Burak'ın ilk geldiği anlarda çok tedirgin olduğunu belirten Fizyomer Baş Fizyoterapisti Melike Canan Gelerli ise, "Burak ilk geldiğinde yatağa alınırken bile çok tedirgin oluyordu. Çünkü onu kucağınıza alıp yatağa bırakırken bile kırıkları olabiliyordu. O yüzden hepimiz çok dikkatli davranmak zorundaydık. Öncelikle Burak'ın 21 yıldır hiç açılmamış ya da dokunulmamış eklemleri vardı , öncelikle onları açmamız gerekiyordu. Özellikle onların üstünde çalışmamız zaman aldı. Dikkatli olmalıydık çünkü yeni bir kırığa ve yeni bir acıya sebep olmamamız gerekiyordu bu süreçte. O yüzden çok yavaş ve emin adımlarla ilerledik. Bir yılın sonunda Burak ilk kez ayağı kalktı, 24 yıl sonra. Hepimiz bundan çok büyük mutluluk duyduk. Dedik ki bu işin arkası artık gelebilir. Ondan sonra çalışmalarımız düzenli olarak devam etti. Burak çok büyük bir çaba gösterdi. Biz de ona mesleki anlamda ve kurumumuz adına yapabileceğimiz bütün destekleri sunduk" şeklinde belirtti.
"Kendisi bağımsız olarak yürümeye başladı"

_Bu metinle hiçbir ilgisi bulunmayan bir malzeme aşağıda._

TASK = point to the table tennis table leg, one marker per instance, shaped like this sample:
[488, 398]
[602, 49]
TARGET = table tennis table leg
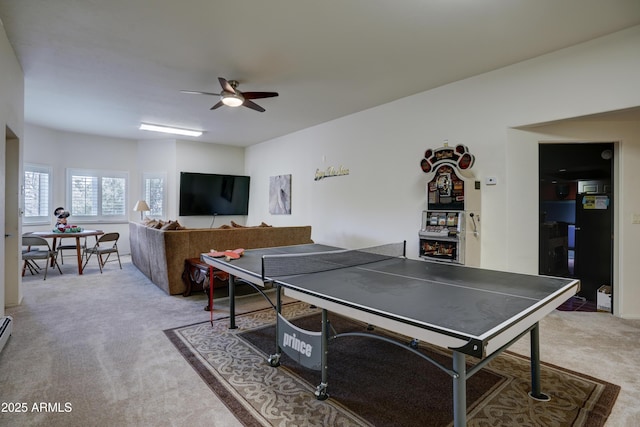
[321, 390]
[535, 392]
[459, 390]
[232, 302]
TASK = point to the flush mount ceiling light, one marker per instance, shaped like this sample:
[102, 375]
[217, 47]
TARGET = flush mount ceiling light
[232, 99]
[171, 130]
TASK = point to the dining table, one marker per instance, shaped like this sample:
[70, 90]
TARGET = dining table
[55, 235]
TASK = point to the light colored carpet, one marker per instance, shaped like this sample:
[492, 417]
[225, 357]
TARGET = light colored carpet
[97, 343]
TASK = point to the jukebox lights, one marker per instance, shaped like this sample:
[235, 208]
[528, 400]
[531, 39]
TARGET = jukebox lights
[459, 157]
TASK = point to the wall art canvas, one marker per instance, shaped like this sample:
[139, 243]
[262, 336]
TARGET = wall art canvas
[280, 195]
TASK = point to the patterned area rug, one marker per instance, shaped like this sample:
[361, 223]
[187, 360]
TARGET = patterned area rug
[373, 383]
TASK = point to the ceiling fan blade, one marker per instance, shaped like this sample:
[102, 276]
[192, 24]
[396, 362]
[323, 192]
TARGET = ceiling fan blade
[253, 105]
[256, 95]
[197, 92]
[218, 105]
[225, 85]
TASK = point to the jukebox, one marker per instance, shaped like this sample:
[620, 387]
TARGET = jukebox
[447, 220]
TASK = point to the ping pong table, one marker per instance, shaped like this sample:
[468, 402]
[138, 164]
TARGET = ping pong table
[470, 311]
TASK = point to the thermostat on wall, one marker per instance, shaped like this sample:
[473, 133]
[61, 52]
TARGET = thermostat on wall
[491, 180]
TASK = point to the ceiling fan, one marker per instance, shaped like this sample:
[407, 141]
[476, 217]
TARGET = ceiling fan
[232, 97]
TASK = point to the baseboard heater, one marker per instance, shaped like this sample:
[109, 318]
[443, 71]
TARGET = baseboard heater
[5, 330]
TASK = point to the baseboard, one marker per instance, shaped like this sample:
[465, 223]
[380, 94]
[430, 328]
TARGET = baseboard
[6, 325]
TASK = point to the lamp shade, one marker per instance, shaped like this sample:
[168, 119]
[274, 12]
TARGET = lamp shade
[141, 206]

Eskişehir Fizyomer Fizik Tedavi ve Rehabilitasyon Tıp Merkezi Fizik Tedavi ve Rehabilitasyon Uzmanı Dr. Türkan Tünerir de, Burak Sakçı'nın zor bir sürecin ardından artık yüzünün güldüğünü belirtti. Tünerir şunları söyledi:
"Biz Burak'ı tanıdığımızda 23 yaşındaydı ve hiç ayağa kalkmamış, tekerlekli sandalye ile gezen, başkasının yardımına ihtiyacı olan bir bireydi. İlk gördüğümüzde, eklemleri çeşitli kemik kırıkları ve olduğu ameliyatlar nedeniyle tamamen kapalı denecek kadar kısıtlıydı. Ama biz ondaki azmi gördük. Yürümeye, ayağa kalkmaya çok istekliydi. Sürekli 'Ben yürüyebilir miyim? Siz bana destek olabilir misiniz?' şeklinde sorular soruyordu. Çevresinden yürüyemeyeceği konusunda yıllarca geri bildirim almış. Ama o çok azimliydi ve sürekli yürümek istiyordu. Bizim uğraşlarımızın uzun süreceğini ve yılmadan, bıkmadan tedaviye devam etmesi gerektiğini kendisine anlattık. Kendisi her şeye hazırlıklıydı. Yalnızca hedefi, hayali yürümekti. Bir yıllık bir uğraş sonrasında biz Burak'ı ayakta, dik durdurabildik. Daha sonrasındaki yıl destekli ve çeşitli cihazlara bağlı olarak adım atabilmesini sağladık. Bu ondaki motivasyonu daha da arttırdı. Bu adım atmaları sonrasında yürüyebileceği umudu daha da arttı. Sürekli tedaviler neticesinde daha önce walker dediğimiz yürüme cihazıyla yürürken artık 3 nokta destekli bastonla yürümeye başladı. En sonunda geçen hafta artık bastonunu da atarak kendisi bağımsız yürümeye başladı."